What is Ducks Unlimited Podcast?

Ducks Unlimited Podcast is a constant discussion of all things waterfowl; from in-depth hunting tips and tactics, to waterfowl biology, research, science, and habitat updates. The DU Podcast is the go-to resource for waterfowl hunters and conservationists. Ducks Unlimited is the world's leader in wetlands conservation.

Chris Jennings: Hey, everybody, welcome back to the Duck Summit podcast. I'm your host, Chris Jennings. Joining me on the DU podcast once again is Kevin Kraai, the Texas waterfowl program leader. How are you, Kevin?

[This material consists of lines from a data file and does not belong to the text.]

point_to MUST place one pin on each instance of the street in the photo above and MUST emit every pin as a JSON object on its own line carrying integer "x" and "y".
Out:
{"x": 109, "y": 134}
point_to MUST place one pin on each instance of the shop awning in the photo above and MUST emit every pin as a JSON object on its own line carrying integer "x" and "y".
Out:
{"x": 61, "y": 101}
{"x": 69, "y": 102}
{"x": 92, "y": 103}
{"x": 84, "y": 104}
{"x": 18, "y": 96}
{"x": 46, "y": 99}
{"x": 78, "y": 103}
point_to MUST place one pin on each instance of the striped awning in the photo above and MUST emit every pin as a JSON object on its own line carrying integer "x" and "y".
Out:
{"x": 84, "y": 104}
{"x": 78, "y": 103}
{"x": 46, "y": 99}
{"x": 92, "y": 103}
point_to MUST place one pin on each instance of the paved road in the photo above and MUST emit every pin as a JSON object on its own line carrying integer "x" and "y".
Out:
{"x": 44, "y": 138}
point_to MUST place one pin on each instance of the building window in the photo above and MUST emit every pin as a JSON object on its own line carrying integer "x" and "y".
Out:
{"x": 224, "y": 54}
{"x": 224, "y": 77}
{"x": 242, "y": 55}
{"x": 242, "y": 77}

Kevin Kraai: I'm doing quite well, and yourself?

Chris Jennings: Doing well, doing well. We are on the precipice. We are right up against the opener for our duck season, at least where I hunt in Arkansas. I know you guys in Texas open randomly with the size of the state. There's different openers here and there. I know some of the guys that, that did open, I've heard some pretty good reports and, um, but I wanted to get you on here today. We can just go through Texas. We can talk about what the habitat looks like, what it looked like going into and coming out of teal season, going into the big duck regular season. And then what really we're going to be looking at as duck hunters really hit the ground running probably, you know, after Thanksgiving into December. So, let's go ahead and start with, you know, going into teal season, the habitat that you guys had, because I know we did some migration alerts where we were talking about it's really dry. And I started getting some emails from people up that live where you do in Northern Texas. And we're like, Hey man, it ain't dry. So, uh, Especially from my co-host, uh, Dr. Mike Brazier. He always has to send a corrective email if, uh, if there's anything, and I'm trying to explain to him, like it said, South Texas, man, that's not all of Texas. Uh, but yeah, let's go ahead and kick that off and just kind of wanted to hear how, how teal season was and how the habitat looks going into it.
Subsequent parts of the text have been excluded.